I have payroll data files which I want to gather into BI. Originally, I was Combining files but additional columns appeared so Combine started giving me issues. Would Merge be a better fit since the files will not be the same. Probably 18 of 20 columns will be the same. The rows will be different with each file as well. Or, should I just manually create one file in Excel through copy / paste to create a file. I would rather automate thru BI Power Query. I want to be able to take the most recent payroll file each week and add to existing BI file.
I have attached a copy of some of the data in the files and highlighted in yellow some of the columns that get added at various times.
Hi,
There is not 1 recipe for this type of data pollution, ranging from bespoke scripts for one situation to conversion tables for another, but manageable.
May I recommend you get the book “Collect, Combine and Transform Data using PQ by Gil Raviv”
He describes, with examples that you can download, how to handle these anomalies.
Paul
I was watching these videos and thought if you would be able to go through some of these and other videos of this course, it can help you with your requirements.
Hi @RBDport, we’ve noticed that no response has been received from you since the 21st of March. We just want to check if you still need further help with this post? In case there won’t be any activity on it in the next few days, we’ll be tagging this post as Solved. If you have a follow question or concern related to this topic, please remove the Solution tag first by clicking the three dots beside Reply and then untick the checkbox. Thanks!
Thanks for the help. I will look at those videos today. This weekend I was reading the book that Gil Raviv wrote (Paul’s suggestion) and that holds some promise.
I will look at Append again. I thought the columns and layout had to be the same for both files. I never know which columns may be added and new columns may be added anywhere in the file. I will test this with some other ideas today.
Trying the APPEND and this may work. Not a problem if columns are added but if some not there I have to adjust the Power Query. No big deal.
Having trouble setting up in Power Query a Payroll History File (after APPEND two files) and want to add a third file say the next Payroll Input File to APPEND to History File automatically. It keeps removing the prior Input File data. Any ideas so I can use Input File that appends to a file to create History.
Payroll History File - Jan and Feb appended
Payroll Input File - with March data, and set up to append to History File it works okay and March is added w Jan and Feb
Payroll Input File - with April data (remove March data in file), and PQ is still set up to append Input File. The March data is removed and replaced with April so History File is incorrect.
Have you tried to append one query at a time and doing the same steps for all three (or more of the tables) again instead of appending all in one step?
Yes, I could do that but then I have to go into PQ every month to add each APPEND. I would prefer to have PQ automatically do it based on adding the most recent file to all the others like COMBINE would.

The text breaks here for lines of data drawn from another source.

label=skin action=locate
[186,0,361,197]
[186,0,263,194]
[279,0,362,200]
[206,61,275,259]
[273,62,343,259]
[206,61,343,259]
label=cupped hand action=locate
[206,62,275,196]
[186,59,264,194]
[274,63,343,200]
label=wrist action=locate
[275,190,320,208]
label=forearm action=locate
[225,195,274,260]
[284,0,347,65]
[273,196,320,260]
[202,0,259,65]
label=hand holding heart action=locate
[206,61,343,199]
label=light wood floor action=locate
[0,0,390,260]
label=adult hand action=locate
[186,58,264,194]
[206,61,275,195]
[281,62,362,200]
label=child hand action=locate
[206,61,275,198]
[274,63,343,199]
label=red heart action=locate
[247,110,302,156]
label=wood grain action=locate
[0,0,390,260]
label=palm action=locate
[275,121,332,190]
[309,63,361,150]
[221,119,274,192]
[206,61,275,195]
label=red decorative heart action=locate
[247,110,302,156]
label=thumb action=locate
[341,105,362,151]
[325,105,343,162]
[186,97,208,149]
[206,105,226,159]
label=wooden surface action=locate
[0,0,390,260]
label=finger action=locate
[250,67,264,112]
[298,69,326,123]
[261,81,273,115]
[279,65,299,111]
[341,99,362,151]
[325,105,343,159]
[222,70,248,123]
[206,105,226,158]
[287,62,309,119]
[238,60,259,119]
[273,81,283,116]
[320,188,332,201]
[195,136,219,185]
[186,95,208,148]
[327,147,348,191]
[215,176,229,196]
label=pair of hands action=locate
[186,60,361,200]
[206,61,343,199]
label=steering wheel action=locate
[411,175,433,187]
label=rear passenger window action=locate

I was reading the Collect, Combine, and Transform ….book by Gil Raviv suggested by Paul and noted on pg 266 on pitfalls about the MissingField.UseNull argument within Table.RemoveColumns . It helps when my columns are missing but needed and will add nulls. This will help for one issue and I will just use the Combine (as before) instead of Merge or Append. Only issue still is when new columns are added but that will not happen very often and I should know about it. I will just have to add the field manually to Advanced Editor.
In the book there is a chapter, 4-7 that describes how to build a conversion table. This might be the best solution.
Also in cases like this, I create a separate query to show me only the header names. This way I can easily find out if someone plays a trick with me again.
(Table.ColumnNames(table)
Paul
I read about the conversion table with names as well, but the column names isn’t really my problem. All my files will have the same column names except for the one added at any time. I will try to see if helps with new columns added.
I saw in the book too about creating a query to check the names like you mention. No one else will be in the files I use but me. But, it was interesting what you can do with PQ and M language when you know more.
@RBDport - do you ever NEED the new columns that are added?
If not, have you considered selecting all the columns you do need (which I assume will always have the same names) and then deleting all other columns? You should be able to do this even with a single report that doesn’t have any of the additional columns.
If that step is built into your query, you can append the tables without needing to constantly check for new columns.
Yes, I may need the new columns as they are either new employees in new states that were added or payroll related deductions/earnings that had not been used previously.
I have the query set up now as you suggest to remove unneeded columns so I will have to add any new columns, if needed, to the group.
A simple ‘Combine Transform’ will do it. See the Screenshot attached.
The only caveat is that the Template file (used in the Parameter) must have all column headings that will ever be required. If you ever have a need for more column headings, just change the Parameter Template file to reflect all column headings required.